Fusulinidae Temporal range: L Penn - U Perm

Scientific classification
- Domain: Eukaryota
- Clade: Sar
- Clade: Rhizaria
- Phylum: Retaria
- Subphylum: Foraminifera
- Class: Globothalamea (?)
- Order: †Fusulinida
- Superfamily: †Fusulinoidea
- Family: †Fusulinidae Van Möller, 1878

= Fusulinidae =

Family of foraminifera (fossil)

The Fusulinidae is a family of fusulinoidean foraminifera from the upper Carboniferous (Lower Pennsylvanian, Morrowan) to the Upper Permian (Guadalupian), tests of which are fusiform to subcylindrical with walls of two to four layers. Are planispirally coiled throughout or with early whorls at a distinct angle to the later plane of coiling. Septa, flat to well fluted; tunnel, single; chomata variable in development.

==Taxonomy==
The Fusulinidae is divided into the following subfamilies, ordered as in Loeblich and Tappan, 1988.
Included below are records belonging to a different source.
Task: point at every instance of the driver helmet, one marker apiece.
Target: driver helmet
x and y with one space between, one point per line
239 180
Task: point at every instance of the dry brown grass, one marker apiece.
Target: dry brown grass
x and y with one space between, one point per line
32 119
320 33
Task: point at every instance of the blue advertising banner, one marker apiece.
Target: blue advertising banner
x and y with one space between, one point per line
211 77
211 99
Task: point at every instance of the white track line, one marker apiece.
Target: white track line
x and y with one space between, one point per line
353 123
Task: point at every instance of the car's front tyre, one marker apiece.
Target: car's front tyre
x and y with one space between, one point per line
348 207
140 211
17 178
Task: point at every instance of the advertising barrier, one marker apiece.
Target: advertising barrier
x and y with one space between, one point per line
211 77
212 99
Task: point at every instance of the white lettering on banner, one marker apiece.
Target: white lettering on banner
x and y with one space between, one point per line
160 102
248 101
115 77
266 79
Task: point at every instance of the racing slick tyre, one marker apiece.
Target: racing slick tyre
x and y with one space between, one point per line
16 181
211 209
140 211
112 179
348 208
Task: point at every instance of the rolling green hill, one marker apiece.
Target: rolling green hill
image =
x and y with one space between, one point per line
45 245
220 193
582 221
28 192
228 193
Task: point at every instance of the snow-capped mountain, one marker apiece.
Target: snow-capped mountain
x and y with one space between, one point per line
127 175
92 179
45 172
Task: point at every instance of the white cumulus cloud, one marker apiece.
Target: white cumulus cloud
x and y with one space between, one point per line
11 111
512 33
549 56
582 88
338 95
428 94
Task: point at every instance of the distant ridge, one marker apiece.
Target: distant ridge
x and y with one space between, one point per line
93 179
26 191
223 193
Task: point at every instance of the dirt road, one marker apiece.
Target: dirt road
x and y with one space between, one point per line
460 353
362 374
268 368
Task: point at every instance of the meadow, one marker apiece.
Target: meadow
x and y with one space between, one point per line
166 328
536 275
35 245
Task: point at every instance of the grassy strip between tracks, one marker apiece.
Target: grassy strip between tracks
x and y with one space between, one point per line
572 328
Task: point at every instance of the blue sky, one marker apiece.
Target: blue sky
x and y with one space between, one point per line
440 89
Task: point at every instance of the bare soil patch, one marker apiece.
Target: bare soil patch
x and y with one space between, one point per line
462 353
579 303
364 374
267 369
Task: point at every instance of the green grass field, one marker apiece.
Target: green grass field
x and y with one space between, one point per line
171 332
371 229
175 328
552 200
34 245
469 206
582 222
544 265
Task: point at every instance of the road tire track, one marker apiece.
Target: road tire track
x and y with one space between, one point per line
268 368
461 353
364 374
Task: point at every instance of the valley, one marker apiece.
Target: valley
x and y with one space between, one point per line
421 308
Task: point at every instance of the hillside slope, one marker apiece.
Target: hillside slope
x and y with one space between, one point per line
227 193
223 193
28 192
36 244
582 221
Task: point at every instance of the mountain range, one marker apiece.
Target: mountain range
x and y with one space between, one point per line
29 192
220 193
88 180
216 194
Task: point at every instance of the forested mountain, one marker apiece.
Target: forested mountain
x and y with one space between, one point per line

Fusulinellinae, Staff and Wedekind 1910.

Fusulinidae with flat or slightly fluted septa, wall of three or four layers including diaphanotheca and generally pronounced outer tectorium.
U Carb - U Permian (as for the family)

Fusulininae, Von Möller 1878

Fusulinidae in which the septa are moderately to strongly fluted, wall is composed of 2 to 4 layers including diaphanotheca, the outer tectoria is weakly developed or absent, and chomata or pseudochomata may be present. Upper Carboniferous - Lower Permian (Wolfcamian/Sakmarian)

Eofusulininae, Rauzer-Chernousova & Rosovskaya, 1959.

Early Fusulinidae from the Upper Carboniferous (Moscovian), commonly with only three or four whorls, thin and weakly differentiated walls, inconsistent outer tectorium, prominent axial fillings and a possibility of chomata.

Wedekindellininae, F. Kahler & G Kahler, 1966

Middle and Upper Pennsylvanian ( U Carb) Fusulinidae; test fusiform; septa flat with little or no fluting; wall of 3 or 4 layers; chomata prominent.